Last night I went to Slipstream, to watch Nibs van der Spuy perform. He’s an old friend of mine, from back in the day when I went to a shitty private school called Crawford, I wanted to be a man, and he taught guitar. Although I was wise beyond my teenager years, I didn’t have the wisdom to think I should learn guitar with him.
And so I find myself now, aged 20 and a half, capable of playing six chords, wishing I was a master geetartist (see what I did there) like Nibs. Anyway, the point is, Nibs played a gig in Gtown and he is a great musician.
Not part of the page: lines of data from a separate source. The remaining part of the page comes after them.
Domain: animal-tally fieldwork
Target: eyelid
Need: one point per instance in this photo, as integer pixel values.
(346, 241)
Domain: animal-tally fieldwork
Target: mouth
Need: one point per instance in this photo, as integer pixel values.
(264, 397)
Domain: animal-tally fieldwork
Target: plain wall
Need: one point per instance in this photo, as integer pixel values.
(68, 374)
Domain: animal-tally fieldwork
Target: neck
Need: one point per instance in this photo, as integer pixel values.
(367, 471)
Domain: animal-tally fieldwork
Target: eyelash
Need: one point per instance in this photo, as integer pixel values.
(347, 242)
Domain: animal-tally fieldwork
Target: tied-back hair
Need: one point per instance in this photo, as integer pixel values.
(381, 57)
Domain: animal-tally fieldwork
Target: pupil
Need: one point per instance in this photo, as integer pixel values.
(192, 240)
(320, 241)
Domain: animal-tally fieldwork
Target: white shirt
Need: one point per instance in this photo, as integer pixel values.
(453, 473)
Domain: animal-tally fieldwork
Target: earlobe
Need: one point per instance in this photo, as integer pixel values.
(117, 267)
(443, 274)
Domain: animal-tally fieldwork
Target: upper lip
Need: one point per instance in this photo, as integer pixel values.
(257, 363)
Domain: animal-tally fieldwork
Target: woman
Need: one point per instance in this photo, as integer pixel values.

Nibs played an amazing set last night, with I think four different types of guitars, one small enough to be played by a midget five-year-old.
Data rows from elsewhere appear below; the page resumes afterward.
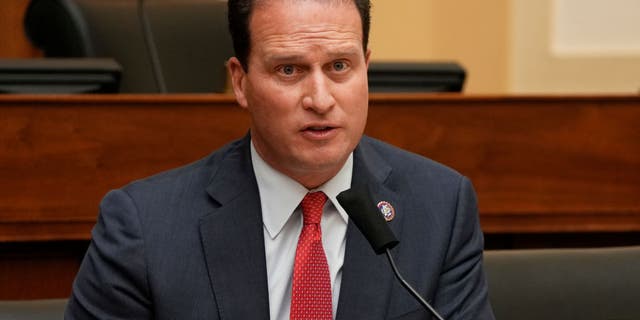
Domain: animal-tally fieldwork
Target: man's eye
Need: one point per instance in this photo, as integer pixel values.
(339, 66)
(288, 69)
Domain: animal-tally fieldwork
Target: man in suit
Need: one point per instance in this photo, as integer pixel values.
(218, 239)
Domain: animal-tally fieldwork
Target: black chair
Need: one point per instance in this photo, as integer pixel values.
(584, 284)
(45, 309)
(162, 45)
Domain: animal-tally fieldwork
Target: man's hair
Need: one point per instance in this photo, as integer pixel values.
(239, 14)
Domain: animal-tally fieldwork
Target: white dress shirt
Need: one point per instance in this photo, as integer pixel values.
(280, 197)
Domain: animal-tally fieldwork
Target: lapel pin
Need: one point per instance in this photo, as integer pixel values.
(387, 210)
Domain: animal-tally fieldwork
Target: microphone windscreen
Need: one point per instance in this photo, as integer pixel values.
(362, 210)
The crowd was small, but so intimate, and as I perched on a ledge and looked around, this is what I saw:
His music, like ribbons, draws people together. There’s this sweet couple…reminding me of everything I have not…and so involved in this moment and so inextricable.
Not cheesy, not exaggerated, just simply, simply beautiful.
There’s these two girls, tucked into each other, her leg touching her back touching her arm touching – knowing smiles – hands gesticulating, faces mimicking, the stories and worlds only friends can know. In that moment, I believe they know everything.
To the side, resting against the painted wall, there are two older people, standing near each other, maybe still faithful after twenty years. She has soft cheeks and he wears a beret.
I look up at Nibs, who wears life on his face, and hear the music he makes: an expression of all that he’s seen. All that he’s seen? Maybe only extracts? If his soul could play an uninterrupted symphony, what would it sound like? Could it relate everything?